Yargıtay Kararı 3. Hukuk Dairesi 2011/3590 E. 2011/11271 K. 28.06.2011 T.

YARGITAY KARARI
DAİRE : 3. Hukuk Dairesi
ESAS NO : 2011/3590
KARAR NO : 2011/11271
KARAR TARİHİ : 28.06.2011

MAHKEMESİ :AİLE MAHKEMESİ

Dava dilekçesinde nafaka borcundan dolayı 96.928,11 TL borçlu bulunmadığının tespiti ile kötüniyet tazminatı istenilmiştir. Mahkemece davanın kısmen kabulüne dair verilen hüküm taraf vekillerince temyiz edilmiştir. Temyiz incelemesinin duruşmalı olarak yapılması davacı vekili tarafından istenilmekle; taraflara yapılan tebligat üzerine duruşma için tayin olunan günde Davacı Vek.Av…. geldi, davalı ve vekili gelmedi.
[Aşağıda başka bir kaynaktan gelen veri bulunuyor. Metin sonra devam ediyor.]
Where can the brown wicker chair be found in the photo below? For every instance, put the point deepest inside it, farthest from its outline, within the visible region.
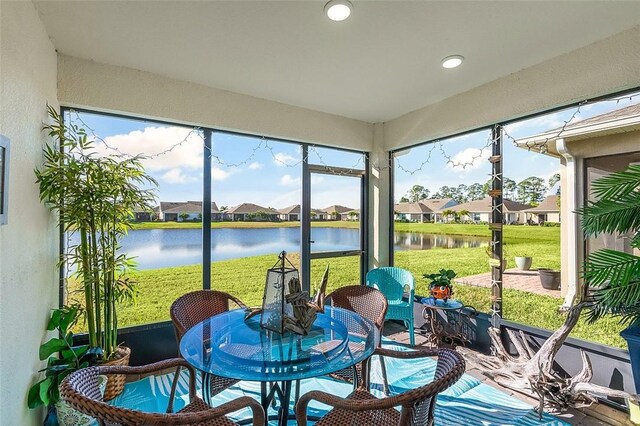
(362, 408)
(369, 303)
(80, 390)
(192, 308)
(195, 307)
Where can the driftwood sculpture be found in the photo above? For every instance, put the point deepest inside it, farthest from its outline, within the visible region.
(305, 309)
(532, 371)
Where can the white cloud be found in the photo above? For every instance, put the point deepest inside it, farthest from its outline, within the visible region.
(281, 159)
(219, 174)
(469, 159)
(288, 180)
(175, 176)
(186, 153)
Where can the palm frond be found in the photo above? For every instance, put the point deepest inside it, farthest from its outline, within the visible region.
(618, 184)
(610, 216)
(616, 278)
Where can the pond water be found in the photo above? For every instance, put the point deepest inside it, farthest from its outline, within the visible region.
(158, 248)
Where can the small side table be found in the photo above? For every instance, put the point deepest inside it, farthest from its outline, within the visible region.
(451, 322)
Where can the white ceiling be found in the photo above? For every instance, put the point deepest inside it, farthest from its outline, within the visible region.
(384, 61)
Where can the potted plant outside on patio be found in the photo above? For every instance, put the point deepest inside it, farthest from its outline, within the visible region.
(69, 358)
(523, 263)
(615, 275)
(549, 278)
(95, 196)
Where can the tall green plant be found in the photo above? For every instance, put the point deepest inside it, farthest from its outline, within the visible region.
(614, 274)
(95, 196)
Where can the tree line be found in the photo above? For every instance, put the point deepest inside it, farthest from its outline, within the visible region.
(531, 191)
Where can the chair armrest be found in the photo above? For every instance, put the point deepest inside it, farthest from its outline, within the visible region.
(240, 403)
(153, 368)
(413, 353)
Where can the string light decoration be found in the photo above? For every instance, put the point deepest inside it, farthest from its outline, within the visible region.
(437, 145)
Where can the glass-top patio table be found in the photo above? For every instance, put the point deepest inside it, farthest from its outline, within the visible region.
(226, 345)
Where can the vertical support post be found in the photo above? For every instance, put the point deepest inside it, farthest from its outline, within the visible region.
(62, 244)
(496, 225)
(305, 222)
(206, 211)
(392, 215)
(364, 220)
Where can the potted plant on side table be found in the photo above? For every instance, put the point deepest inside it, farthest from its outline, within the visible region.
(95, 195)
(614, 276)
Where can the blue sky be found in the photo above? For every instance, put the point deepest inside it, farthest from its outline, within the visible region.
(266, 172)
(244, 168)
(469, 153)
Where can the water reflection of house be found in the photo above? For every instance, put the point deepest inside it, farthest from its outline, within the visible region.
(480, 211)
(142, 215)
(336, 211)
(547, 211)
(317, 214)
(429, 210)
(289, 213)
(253, 212)
(352, 215)
(180, 211)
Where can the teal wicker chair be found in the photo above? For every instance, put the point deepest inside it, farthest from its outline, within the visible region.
(394, 283)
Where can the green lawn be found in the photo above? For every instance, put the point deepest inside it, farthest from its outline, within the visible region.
(245, 277)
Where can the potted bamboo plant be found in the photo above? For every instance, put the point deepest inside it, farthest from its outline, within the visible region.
(95, 196)
(614, 275)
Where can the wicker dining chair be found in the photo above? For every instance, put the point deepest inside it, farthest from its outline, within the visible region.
(369, 303)
(362, 408)
(80, 390)
(195, 307)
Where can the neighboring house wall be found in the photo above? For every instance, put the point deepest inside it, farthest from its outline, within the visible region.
(29, 241)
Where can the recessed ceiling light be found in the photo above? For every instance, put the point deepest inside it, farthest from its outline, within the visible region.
(338, 10)
(452, 61)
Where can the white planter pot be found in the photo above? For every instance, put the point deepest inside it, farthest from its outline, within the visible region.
(69, 416)
(524, 262)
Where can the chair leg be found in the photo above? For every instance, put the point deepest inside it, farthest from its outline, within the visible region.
(383, 370)
(410, 329)
(412, 332)
(174, 386)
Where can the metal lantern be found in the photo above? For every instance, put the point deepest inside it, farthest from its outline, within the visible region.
(275, 307)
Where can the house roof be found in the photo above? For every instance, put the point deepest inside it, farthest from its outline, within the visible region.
(411, 208)
(336, 208)
(437, 204)
(484, 206)
(617, 121)
(430, 205)
(549, 204)
(185, 206)
(248, 208)
(294, 209)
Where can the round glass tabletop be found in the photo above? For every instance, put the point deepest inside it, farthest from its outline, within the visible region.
(226, 345)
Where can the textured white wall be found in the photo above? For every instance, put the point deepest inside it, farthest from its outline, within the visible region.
(601, 68)
(110, 88)
(28, 243)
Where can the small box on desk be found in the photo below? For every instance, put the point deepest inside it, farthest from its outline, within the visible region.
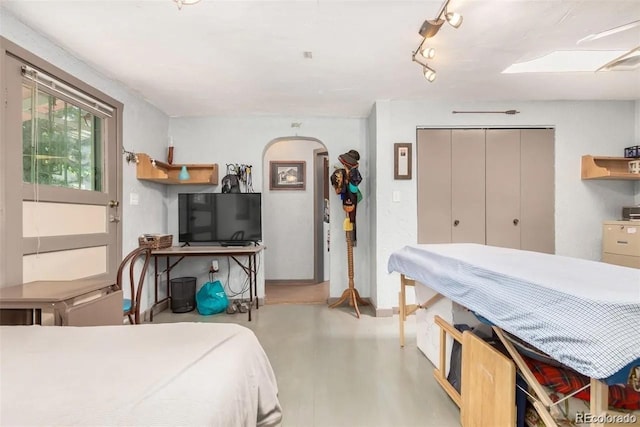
(632, 152)
(155, 241)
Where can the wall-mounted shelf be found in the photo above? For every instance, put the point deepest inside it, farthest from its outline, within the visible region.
(168, 174)
(595, 167)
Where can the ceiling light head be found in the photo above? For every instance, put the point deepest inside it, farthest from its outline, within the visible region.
(428, 52)
(181, 3)
(430, 28)
(454, 19)
(429, 73)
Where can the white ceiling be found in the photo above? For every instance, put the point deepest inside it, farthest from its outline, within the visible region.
(246, 57)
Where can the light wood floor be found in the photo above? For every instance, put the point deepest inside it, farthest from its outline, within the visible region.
(296, 293)
(334, 370)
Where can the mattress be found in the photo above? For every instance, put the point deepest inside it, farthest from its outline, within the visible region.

Gelen vekilin sözlü açıklamaları dinlendikten sonra işin incelenerek karara bağlanması için saat 14.00’e bırakılması uygun görüldüğünden, belli saatte dosyadaki bütün kağıtlar okunarak, tetkik hakiminin açıklamaları dinlenip, gereği düşünüldü.
Y A R G I T A Y K A R A R I
Davacı vekili dilekçesi ile; davalının, müvekkili davacı hakkında nafaka alacağına ilişkin olarak icra takibi yaptığını; oysa, takibe konu nafaka bedellerinin banka aracılığı ile ödendiğini ileri sürerek; müvekkilinin toplam 96.928,11 TL üzerinden borçlu olmadığının tespiti ile icra inkar tazminatına hükmedilmesini talep ve dava etmiştir.
Davalı vekili cevap dilekçesi ile; kesin hüküm def’inde bulunmuş, esası hakkında da; davacının kızı için ödediği okul masraflarını ve SSK ödemelerini nafakaya saydırmak istediğini, kötüniyetli olduğunu savunarak; davanın reddini istemiş, ayrıca davacının %40 kötüniyet tazminatına mahkum edilmesini talep etmiştir.
Mahkemece; davanın kısmen kabulü ile, davacının 2010 Şubat tarihi itibari ile 68.610,00 TL borçlu olduğunun tespitine, fazlaya ilişkin istemlerinin reddine karar verilmiş, hüküm taraf vekillerince süresinde temyiz edilmiştir.
Dosyadaki yazılara, kararın dayandığı delillerle kanuni gerektirici sebeplere ve özellikle delillerin takdirinde bir isabetsizlik görülmemesine göre, davalı vekilinin bütün, davacı vekilinin sair temyiz itirazları yerinde değildir.
Ancak, davada nafaka borcunun ödenmiş olmasına rağmen, icra takibine konulması nedeniyle; borçlu bulunmadığının tespiti istenilmiştir.
HUMK’nun 74.maddesine göre, Kanunu Medeni ile muayyen hükümler mahfuz olmak üzere, hakim her iki tarafın iddia ve müdafaalariyle mukayyet olup ondan fazlasına veya başka birşeye hüküm veremez.
Mahkeme, yapacağı yargılama sonucunda, menfi tespit davasının haklı olduğu kanısına varırsa, davanın kabulüne, yani davacının borçlu olmadığının tespitine karar vermelidir. Davacının, dava dilekçesindeki talebi de borçlu olmadığının tespitine ilişkindir. O halde, mahkemece; davanın kabul edilen kısmı için davacının borçlu olmadığının tespitine karar verilmesi gerekirken, yasaya aykırı olarak (68.619,00 TL) borçlu olduğunun tespitine şeklinde hüküm tesisi doğru görülmemiş, bozmayı gerektirmiştir.
Bundan ayrı, mahkemece; davanın kısmen kabulüne karar verilmiş olduğu halde, davalının bu davanın açılmasına sebebiyet vermediğinden bahisle, harç ve yargılama giderlerinin tamamının davacı üzerinde bırakılması ve kabul edilen miktar üzerinden davacı lehine vekalet ücretine hükmedilmemiş olması da doğru görülmemiştir.
Bu itibarla yukarıda açıklanan esaslar gözönünde tutulmaksızın yazılı şekilde hüküm tesisi isabetsiz, temyiz itirazları bu nedenlerle yerinde olduğundan kabulü ile hükmün HUMK.nun 428. maddesi gereğince BOZULMASINA ve peşin alınan temyiz harcının istek halinde temyiz edene iadesine, 28.06.2011 tarihinde oybirliğiyle karar verildi.